The truth smacked him upside the head. He was an asshole, because he’d never put two and two together, never wondered what happened to Dez when he and Blake went home. He’d treated her like a prop in the ongoing war with Sully, and forgotten about her when it didn’t suit his needs. “Your aunt was thrilled to see you. What were you running from?”
“None of your business.” Dez grabbed a shopping bag Peg had brought for her. “If this puts your panties in a twist, I can play the single mom angle and look damn good doing it.
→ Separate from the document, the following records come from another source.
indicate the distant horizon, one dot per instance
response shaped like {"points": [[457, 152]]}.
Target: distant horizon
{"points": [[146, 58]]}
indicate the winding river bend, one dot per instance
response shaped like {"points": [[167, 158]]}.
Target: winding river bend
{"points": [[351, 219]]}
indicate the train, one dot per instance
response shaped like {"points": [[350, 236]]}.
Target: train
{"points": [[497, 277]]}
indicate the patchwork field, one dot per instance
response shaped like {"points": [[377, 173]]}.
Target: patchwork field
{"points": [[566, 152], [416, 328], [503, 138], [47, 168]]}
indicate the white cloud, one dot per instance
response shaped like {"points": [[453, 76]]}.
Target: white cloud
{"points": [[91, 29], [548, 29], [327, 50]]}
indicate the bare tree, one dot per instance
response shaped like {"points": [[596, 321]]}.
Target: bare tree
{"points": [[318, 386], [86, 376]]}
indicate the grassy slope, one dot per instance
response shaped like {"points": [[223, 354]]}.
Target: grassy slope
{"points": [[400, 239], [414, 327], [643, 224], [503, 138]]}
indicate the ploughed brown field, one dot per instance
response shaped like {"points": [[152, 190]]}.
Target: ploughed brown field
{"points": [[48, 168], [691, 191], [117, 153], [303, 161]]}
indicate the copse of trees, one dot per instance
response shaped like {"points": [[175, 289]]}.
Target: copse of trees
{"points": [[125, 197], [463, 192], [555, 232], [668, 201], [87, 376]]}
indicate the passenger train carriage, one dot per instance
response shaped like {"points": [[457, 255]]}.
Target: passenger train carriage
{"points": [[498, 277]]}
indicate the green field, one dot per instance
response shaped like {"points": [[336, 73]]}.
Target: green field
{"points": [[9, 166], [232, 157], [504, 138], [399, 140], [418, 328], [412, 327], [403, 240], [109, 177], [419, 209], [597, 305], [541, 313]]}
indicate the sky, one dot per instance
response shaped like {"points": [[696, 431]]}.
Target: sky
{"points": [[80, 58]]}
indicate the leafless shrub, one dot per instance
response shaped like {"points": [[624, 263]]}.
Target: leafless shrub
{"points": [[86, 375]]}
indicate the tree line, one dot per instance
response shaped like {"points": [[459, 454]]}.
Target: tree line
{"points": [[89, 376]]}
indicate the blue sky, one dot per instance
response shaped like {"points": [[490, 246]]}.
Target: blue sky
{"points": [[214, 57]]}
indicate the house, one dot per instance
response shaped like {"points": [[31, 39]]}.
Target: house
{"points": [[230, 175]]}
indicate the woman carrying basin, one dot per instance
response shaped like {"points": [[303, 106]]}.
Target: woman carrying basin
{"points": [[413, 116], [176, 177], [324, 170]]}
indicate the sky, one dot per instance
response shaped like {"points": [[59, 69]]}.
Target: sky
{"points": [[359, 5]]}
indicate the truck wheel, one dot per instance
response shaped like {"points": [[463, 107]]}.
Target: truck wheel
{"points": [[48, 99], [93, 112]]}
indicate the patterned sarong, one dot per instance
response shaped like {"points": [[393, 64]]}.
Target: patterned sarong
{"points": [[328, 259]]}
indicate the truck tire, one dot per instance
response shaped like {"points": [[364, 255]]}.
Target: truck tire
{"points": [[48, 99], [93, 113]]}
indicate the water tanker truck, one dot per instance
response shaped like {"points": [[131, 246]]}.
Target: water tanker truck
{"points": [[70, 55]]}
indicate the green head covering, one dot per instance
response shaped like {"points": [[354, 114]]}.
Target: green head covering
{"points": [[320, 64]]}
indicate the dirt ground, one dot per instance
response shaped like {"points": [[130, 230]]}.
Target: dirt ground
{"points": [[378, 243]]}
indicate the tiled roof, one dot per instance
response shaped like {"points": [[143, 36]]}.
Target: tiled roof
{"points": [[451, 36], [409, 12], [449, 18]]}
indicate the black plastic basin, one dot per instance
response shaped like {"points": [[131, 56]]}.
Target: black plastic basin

You’re in or you’re out, but my personal life is off the table.”
“The hell it is.” The more he thought about it, the more Mick realized he’d fucked up. As a friend. As a partner. Dez knew about his past, about Tommy, and the way it had altered his life. He and Blake figured she should know, because they didn’t always work on the straight and narrow. Blake had joined the police force because he believed in justice. Mick had stayed on the outside, because he didn’t. At least not the kind administered by the courts. He practiced his own brand of justice. He worked with Blake because they’d been friends for as long as it had mattered. They had one goal. Put the fucker away, by any means fair or foul. So they laid it on the line when Dez joined the team, and she’d been all in. Why? It was a huge mark against him that he didn’t know dick about her personal life. “We’re partners. When something screws with the operation, something screws with your head. I need to know what’s going on.”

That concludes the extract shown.